When I had to come home five weeks later, I cried. Not because I didn't want to return to work or because Vietnam felt like a vacation, but because I knew that at home, I wouldn't be forced to practice new things everyday. I would have to choose my doses of fear, and like most people, I'm inclined to avoid those.
Maybe as we grow up, we learn to fear failure. I have a hunch that it's tied up in our culture of specialization; we talk about finding a thing we’re good at as if we just need to dig deep enough and uncover it.
Some people do have incredible natural talent! We all know these people. Maybe you've heard Brayden play the trumpet, or seen Kathy ride a bike. That’s talent mixed with practice. But I firmly believe that practiced skill is more important than natural talent.
And - maybe you saw this conclusion coming - I think that practice itself is more important than how good you are at anything! Practice is what gives us resilience; we learn so much more when we fail than we do when we succeed.
On one hand, this is a story about the fact that I learned something, but it's also a story about my certainty that most people walk around with my same lack of belief in their own ability to get better. At anything. So most people don't even try.
By extension, most of us feel incredible pride and surprise when we nail it, as well as when we fail.

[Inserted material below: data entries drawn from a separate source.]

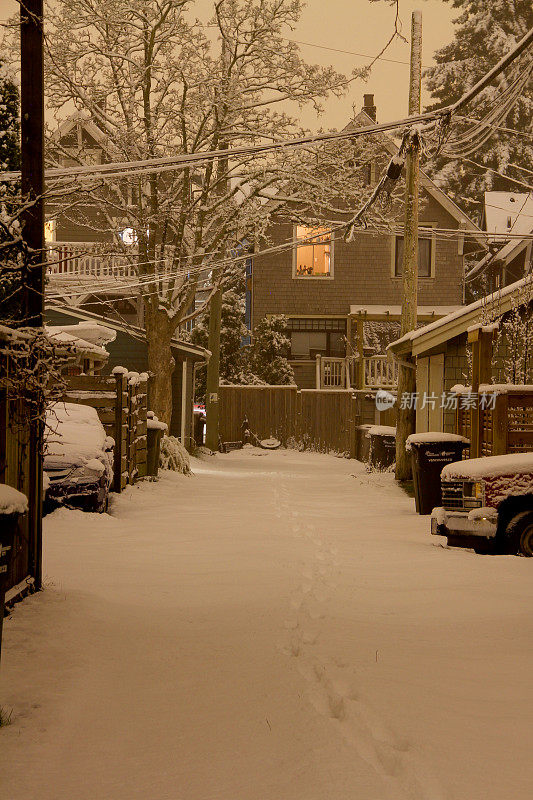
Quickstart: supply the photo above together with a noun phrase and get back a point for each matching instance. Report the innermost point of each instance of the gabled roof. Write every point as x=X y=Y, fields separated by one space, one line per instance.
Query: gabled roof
x=423 y=339
x=197 y=352
x=467 y=224
x=94 y=131
x=505 y=255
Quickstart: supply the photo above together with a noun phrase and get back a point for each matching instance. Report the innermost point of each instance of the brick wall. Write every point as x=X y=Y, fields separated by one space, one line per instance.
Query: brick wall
x=361 y=274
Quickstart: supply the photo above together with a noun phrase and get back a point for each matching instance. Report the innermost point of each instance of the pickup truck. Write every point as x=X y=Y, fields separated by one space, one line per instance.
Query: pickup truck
x=487 y=504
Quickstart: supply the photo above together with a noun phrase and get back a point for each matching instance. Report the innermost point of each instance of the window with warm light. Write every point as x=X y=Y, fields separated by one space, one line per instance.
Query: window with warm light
x=50 y=230
x=313 y=253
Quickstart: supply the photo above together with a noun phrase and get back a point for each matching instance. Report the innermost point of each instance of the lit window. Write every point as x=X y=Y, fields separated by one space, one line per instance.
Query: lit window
x=50 y=230
x=425 y=248
x=313 y=256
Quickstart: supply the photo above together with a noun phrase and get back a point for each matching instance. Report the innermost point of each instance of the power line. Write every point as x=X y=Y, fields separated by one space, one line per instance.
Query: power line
x=460 y=118
x=497 y=172
x=350 y=52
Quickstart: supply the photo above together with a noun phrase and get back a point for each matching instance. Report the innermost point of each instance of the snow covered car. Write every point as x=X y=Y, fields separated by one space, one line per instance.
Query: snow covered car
x=78 y=461
x=487 y=504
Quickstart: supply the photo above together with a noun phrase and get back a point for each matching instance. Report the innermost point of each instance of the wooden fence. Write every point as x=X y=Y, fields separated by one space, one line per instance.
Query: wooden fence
x=20 y=431
x=121 y=403
x=506 y=428
x=323 y=420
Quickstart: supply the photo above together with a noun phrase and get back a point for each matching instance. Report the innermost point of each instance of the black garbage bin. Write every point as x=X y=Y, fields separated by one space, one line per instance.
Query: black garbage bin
x=382 y=452
x=430 y=452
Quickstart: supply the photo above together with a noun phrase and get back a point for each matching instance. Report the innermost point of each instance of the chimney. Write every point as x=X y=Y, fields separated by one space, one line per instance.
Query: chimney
x=368 y=106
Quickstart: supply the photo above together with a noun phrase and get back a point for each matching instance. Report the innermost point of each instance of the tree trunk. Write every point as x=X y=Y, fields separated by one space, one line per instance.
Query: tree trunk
x=160 y=364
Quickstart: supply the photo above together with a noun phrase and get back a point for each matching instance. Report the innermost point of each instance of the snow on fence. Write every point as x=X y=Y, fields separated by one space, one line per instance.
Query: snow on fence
x=323 y=420
x=121 y=403
x=506 y=428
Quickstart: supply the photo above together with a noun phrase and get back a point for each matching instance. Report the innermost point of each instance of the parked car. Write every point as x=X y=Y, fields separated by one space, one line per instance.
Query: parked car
x=487 y=504
x=78 y=462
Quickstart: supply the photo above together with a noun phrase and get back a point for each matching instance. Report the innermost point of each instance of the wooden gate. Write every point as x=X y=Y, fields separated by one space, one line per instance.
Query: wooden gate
x=322 y=420
x=121 y=404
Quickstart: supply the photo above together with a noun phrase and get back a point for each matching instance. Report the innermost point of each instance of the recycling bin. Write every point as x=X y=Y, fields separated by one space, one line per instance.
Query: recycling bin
x=430 y=452
x=153 y=448
x=382 y=453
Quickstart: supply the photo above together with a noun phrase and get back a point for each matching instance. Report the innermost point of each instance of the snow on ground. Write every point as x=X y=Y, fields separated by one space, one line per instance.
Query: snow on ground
x=281 y=626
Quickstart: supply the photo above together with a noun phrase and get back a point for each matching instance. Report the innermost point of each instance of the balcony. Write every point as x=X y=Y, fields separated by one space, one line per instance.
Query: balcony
x=379 y=372
x=79 y=260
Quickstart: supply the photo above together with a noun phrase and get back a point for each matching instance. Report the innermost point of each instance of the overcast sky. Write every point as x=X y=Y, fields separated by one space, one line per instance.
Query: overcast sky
x=360 y=27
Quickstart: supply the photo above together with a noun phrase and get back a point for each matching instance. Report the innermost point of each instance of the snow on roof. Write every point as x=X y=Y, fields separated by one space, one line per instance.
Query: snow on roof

Because what did you do when you failed? You TRIED. And that's scary,
And since most people avoid things that are scary, you are officially amazing.
Here's another quote to drive this idea home:
“I really don’t think life is about the I-could-have-beens. Life is only about the I-tried-to-do.”
-Niki Giovanni
After all, where would we get all of our best stories if not from our I-tried-to-dos?